You dont know if she was up at all and unless the pt complains themselves, I would stay out of it.

I was under the impression that the care giver was there to "watch" the patient, as us nurses cannot be in the room around the clock. The patient nonverbal and very "busy", liked to pull at his lines (iv, foley and peg tube). That's why it upset me. I don't expect anyone to do the dirty work for the patients while they are in our care - that's our job - but to pay someone to watch a patient to keep him safe, and to sleep soundly for 6 hours, that just doesn't seem right. In addition, the other sitter that was there on the other days was awake all night and much more interactive with the patient -- at least in my presence.

BUT, since I wasn't in the room constantly and don't know the arrangements, she could have been regularly checking on him if that was their agreement. Thanks for giving me that perspective!

Anyway, the patient will probably be discharged before I work again. Thanks for your thoughts!

Specializes in Hospice / Ambulatory Clinic.

Last year I worked a hospice case as a continuous care nurse where the daughter had hired a private cna for her mother since she assumed the nurse would not be doing any of the ADL's. I worked rotating shifts over a few weeks and talked to many of the CNA's about their normal assignments and I gather it was the norm for them to sleep on the overnights since many of them work a day and a night shift. They all offered to take turns sleeping. I declined and though providing total care for my patient is part of my job it did irk me when they were snoozing away when I'm doing the dirty work since they weren't working for free either.

Hello Michigangirl,

I work for a home health agency that sometimes send caregivers as we call them to hospitals to work as sitters. We have a strict no sleeping on the job policy (due to patient safety concerns) and failure to comply does result in termination...this does not apply to caregivers who work live-in assignments however. I'm not certain if this person is a true private duty sitter or one they are using through an agency; either way put yourself in the family's shoes. Even if you are unsure what kind of arrangement they have, I would still mention it as an FYI (does not have to be conveyed in an accusatory or mean-hearted way) and let them deal with the situation however them deem appropriate. And if it is something that they have worked out with their sitter, it is useful information for those working on the unit to know.

Specializes in geriatric.

Before you get too worked up and say something....I did this job for a while and we had two differing pay rates for a night shift. One was flat rate of 40 to 50 for the night (allowing sleep) in which we were only needed to wake and provide continece care etc. The other was a night shift that was for hourly pay (around 15hr) to watchover the person. The sleep shift was very little pay but it allowed you to work a day shift after somewhere else.

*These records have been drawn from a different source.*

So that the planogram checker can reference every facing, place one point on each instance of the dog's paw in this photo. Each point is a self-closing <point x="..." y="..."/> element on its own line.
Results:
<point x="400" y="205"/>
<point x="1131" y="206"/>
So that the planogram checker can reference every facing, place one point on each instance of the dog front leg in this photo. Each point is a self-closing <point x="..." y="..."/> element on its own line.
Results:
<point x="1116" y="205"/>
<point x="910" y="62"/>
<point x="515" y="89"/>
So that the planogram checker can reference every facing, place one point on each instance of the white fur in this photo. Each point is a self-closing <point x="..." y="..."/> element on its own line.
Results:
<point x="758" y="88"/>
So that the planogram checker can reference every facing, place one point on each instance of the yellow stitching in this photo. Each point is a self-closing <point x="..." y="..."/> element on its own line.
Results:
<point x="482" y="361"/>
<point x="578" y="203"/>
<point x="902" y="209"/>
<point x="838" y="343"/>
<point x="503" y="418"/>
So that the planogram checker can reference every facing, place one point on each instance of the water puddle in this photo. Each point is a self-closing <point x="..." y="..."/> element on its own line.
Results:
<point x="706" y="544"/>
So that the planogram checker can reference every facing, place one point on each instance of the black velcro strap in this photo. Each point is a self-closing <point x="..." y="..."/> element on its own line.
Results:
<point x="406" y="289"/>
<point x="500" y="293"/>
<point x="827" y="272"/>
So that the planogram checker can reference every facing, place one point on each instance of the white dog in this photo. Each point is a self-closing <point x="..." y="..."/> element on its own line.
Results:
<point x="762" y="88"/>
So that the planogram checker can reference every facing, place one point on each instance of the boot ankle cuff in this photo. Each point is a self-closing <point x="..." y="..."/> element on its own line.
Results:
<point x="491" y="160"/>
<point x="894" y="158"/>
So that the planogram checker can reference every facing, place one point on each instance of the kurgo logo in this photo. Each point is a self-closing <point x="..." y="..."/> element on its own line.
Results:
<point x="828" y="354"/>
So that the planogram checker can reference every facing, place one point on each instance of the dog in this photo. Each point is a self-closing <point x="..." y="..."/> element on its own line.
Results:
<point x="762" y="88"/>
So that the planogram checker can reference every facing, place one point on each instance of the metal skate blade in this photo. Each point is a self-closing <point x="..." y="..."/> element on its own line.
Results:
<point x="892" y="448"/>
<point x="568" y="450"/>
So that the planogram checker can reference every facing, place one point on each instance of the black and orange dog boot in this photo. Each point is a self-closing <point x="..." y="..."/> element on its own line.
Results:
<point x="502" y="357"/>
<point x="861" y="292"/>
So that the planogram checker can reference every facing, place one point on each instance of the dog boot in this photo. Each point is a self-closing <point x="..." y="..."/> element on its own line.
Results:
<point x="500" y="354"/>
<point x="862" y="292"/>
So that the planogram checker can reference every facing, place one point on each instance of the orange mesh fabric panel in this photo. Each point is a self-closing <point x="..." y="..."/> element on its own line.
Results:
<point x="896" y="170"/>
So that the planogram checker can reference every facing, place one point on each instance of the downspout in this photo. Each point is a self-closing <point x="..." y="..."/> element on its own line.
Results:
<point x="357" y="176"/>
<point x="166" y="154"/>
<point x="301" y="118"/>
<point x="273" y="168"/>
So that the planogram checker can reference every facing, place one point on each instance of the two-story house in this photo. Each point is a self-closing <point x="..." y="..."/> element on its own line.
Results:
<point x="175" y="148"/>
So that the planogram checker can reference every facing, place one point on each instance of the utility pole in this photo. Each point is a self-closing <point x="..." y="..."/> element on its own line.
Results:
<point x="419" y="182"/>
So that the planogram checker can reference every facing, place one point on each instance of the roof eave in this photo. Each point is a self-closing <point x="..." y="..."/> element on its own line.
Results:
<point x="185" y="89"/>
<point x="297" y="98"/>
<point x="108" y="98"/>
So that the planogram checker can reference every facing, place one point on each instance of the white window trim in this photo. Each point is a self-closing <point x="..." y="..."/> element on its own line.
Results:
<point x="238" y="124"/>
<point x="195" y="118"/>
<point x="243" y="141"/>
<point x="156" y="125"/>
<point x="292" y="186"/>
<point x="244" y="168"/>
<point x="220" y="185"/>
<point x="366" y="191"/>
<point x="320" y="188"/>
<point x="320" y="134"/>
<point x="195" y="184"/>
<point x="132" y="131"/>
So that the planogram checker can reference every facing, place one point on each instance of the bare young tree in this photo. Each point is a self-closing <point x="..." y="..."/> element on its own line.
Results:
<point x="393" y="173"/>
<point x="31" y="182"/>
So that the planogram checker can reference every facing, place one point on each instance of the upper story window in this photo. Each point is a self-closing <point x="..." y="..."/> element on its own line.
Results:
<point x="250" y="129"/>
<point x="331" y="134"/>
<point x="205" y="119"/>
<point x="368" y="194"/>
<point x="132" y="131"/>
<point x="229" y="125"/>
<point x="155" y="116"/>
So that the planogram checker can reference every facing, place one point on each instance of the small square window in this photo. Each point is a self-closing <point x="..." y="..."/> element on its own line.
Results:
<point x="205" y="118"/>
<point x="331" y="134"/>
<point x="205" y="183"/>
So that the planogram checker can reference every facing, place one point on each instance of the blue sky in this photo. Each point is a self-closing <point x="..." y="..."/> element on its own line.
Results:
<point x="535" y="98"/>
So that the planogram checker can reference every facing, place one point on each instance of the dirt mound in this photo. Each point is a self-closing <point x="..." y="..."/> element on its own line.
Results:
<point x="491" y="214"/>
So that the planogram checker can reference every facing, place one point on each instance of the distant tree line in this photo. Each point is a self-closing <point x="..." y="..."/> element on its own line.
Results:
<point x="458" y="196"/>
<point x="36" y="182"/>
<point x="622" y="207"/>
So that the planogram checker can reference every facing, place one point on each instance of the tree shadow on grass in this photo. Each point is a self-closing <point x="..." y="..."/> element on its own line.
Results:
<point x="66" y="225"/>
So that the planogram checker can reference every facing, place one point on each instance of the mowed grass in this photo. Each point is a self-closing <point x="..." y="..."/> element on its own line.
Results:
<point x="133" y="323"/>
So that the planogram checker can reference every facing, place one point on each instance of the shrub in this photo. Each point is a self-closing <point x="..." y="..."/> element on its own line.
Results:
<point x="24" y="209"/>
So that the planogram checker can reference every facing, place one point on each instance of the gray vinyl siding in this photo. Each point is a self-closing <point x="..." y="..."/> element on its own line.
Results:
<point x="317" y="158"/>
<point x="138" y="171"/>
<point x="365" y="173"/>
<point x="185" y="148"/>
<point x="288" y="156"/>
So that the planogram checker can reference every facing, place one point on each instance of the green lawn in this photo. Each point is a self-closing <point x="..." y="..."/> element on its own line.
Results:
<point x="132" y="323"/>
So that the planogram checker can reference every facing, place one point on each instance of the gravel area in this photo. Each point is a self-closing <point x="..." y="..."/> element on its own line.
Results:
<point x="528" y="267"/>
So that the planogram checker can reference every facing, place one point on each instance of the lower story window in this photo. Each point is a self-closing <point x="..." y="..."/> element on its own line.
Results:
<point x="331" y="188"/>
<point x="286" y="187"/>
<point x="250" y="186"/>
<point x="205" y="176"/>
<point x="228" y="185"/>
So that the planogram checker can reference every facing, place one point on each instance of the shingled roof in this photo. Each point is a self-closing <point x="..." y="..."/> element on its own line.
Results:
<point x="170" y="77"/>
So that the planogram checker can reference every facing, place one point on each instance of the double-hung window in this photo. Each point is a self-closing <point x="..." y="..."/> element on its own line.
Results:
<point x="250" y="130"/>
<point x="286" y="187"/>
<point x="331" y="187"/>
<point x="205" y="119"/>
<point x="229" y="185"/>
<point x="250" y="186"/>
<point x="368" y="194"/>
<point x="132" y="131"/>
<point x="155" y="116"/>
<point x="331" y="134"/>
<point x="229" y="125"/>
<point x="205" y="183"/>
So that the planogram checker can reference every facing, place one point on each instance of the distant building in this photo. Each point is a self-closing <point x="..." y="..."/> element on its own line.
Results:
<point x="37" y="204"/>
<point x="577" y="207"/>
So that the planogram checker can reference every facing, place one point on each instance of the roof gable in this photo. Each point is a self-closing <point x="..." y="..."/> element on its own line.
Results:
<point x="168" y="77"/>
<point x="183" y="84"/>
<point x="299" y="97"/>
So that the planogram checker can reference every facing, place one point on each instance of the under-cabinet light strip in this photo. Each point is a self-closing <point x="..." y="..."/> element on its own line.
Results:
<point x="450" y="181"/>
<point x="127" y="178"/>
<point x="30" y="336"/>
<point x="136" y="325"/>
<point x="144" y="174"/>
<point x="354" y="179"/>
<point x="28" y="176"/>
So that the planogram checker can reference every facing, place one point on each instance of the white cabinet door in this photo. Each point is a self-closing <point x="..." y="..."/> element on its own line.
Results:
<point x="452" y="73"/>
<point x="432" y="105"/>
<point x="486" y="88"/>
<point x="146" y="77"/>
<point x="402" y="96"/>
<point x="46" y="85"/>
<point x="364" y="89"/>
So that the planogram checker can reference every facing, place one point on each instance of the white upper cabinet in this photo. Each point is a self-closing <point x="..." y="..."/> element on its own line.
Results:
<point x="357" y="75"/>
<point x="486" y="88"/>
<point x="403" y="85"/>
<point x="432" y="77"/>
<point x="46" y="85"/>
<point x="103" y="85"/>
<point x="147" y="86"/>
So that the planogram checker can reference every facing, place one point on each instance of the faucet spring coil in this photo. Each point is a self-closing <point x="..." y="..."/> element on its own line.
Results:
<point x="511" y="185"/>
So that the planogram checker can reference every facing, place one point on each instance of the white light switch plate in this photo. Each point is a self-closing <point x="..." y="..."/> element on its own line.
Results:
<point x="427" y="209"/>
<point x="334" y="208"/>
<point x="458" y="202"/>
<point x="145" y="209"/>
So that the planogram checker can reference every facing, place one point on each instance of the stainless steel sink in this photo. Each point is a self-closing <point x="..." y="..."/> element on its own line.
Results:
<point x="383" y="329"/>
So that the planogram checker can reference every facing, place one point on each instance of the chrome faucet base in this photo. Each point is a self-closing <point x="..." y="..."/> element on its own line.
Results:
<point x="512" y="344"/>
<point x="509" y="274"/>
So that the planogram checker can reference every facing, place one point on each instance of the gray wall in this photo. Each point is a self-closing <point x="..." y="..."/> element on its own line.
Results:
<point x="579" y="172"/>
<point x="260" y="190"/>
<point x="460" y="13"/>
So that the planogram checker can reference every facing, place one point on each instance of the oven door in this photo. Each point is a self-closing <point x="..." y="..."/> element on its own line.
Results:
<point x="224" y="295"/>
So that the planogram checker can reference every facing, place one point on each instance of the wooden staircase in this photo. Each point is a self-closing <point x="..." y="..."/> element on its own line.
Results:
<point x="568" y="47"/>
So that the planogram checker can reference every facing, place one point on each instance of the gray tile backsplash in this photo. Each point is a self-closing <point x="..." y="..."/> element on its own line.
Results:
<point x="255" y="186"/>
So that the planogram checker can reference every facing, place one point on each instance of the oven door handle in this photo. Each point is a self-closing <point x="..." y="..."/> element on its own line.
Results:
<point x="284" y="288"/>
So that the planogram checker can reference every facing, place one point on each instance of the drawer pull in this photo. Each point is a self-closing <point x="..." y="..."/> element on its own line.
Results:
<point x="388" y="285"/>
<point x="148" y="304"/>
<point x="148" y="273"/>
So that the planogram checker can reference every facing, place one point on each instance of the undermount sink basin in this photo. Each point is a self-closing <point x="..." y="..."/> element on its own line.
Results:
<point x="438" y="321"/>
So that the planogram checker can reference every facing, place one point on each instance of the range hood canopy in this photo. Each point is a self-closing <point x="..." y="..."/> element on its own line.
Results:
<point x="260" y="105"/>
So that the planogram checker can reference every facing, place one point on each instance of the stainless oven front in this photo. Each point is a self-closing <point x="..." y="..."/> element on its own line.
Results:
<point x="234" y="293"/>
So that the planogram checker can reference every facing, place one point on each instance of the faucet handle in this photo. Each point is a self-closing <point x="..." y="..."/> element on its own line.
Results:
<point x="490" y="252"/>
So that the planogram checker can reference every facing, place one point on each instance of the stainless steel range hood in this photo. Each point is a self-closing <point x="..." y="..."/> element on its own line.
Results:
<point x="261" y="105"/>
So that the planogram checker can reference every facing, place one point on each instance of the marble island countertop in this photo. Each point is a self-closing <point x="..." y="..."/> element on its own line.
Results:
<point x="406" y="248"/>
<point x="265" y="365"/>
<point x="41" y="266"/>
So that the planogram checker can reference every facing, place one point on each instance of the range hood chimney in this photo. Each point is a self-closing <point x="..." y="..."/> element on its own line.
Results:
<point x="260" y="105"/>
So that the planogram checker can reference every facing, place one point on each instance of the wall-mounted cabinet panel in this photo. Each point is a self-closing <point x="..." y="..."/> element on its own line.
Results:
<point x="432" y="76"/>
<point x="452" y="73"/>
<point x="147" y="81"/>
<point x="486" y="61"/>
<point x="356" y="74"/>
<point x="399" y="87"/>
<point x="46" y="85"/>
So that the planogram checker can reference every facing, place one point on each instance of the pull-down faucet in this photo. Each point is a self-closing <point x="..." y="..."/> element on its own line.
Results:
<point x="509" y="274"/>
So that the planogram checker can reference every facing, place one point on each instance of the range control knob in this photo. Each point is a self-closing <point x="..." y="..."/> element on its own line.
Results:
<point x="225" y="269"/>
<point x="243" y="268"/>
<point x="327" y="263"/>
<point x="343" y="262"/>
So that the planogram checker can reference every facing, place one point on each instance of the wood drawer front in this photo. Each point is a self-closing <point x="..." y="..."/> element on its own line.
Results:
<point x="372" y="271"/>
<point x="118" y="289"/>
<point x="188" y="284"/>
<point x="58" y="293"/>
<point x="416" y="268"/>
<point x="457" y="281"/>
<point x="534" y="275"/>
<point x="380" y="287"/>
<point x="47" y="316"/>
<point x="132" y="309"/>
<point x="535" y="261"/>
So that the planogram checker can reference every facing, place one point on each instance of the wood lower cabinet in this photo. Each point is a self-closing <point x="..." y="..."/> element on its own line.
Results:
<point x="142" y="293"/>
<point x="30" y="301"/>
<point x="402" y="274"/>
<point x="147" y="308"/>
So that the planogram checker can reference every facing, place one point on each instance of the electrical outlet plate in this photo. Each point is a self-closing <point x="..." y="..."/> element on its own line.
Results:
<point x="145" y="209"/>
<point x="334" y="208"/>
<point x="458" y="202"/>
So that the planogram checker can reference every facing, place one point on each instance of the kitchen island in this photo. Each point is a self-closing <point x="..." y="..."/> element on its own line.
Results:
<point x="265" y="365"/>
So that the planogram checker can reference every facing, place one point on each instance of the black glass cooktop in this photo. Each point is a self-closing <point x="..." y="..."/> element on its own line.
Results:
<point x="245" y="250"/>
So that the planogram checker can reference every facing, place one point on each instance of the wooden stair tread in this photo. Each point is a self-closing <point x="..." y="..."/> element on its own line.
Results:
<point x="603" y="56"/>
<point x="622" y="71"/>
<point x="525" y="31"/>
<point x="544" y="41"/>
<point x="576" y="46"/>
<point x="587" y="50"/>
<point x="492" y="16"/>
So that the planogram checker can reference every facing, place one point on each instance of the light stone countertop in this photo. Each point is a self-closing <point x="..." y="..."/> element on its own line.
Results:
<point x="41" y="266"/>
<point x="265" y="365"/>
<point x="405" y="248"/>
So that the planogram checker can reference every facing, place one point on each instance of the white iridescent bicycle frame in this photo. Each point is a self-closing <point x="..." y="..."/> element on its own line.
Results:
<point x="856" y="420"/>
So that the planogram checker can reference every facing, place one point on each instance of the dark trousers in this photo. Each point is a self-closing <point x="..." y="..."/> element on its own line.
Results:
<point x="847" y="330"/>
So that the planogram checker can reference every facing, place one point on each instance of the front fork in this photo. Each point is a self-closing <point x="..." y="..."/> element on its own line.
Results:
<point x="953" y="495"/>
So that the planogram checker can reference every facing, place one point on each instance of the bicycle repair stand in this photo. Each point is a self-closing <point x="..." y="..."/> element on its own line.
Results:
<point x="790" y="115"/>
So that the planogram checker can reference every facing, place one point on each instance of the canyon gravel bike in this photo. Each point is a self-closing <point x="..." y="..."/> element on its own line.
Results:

I would tell the family; they might not be aware and it might not be ok with them. Be tactful about it and focus on the fact that you, as the nurse, rounded consistently on the patient but do let the family know what you observed when you rounded. They have a right to know the caregiver is sleeping on the job. By telling them and making sure they're ok with that, you're not ratting on the caregiver, you're advocating for your patient and making sure they're getting the care the family wants.

Specializes in Med-Surg, NICU.

I'm a sitter and that is an automatic termination right there. It is hard sitting for seven, eight hours straight, but that is not okay. We had a pt run out of the facility and jump to his death from a parking lot not too long ago because a sitter wasn't paying attention/had fallen asleep.

Specializes in Med-Surg, NICU.
Before you get too worked up and say something....I did this job for a while and we had two differing pay rates for a night shift. One was flat rate of 40 to 50 for the night (allowing sleep) in which we were only needed to wake and provide continece care etc. The other was a night shift that was for hourly pay (around 15hr) to watchover the person. The sleep shift was very little pay but it allowed you to work a day shift after somewhere else.

Sorry, but sleeping on the job no matter HOW boring it is (and trust me, sitting can be a VERY boring job) is unprofessional and deserves termination.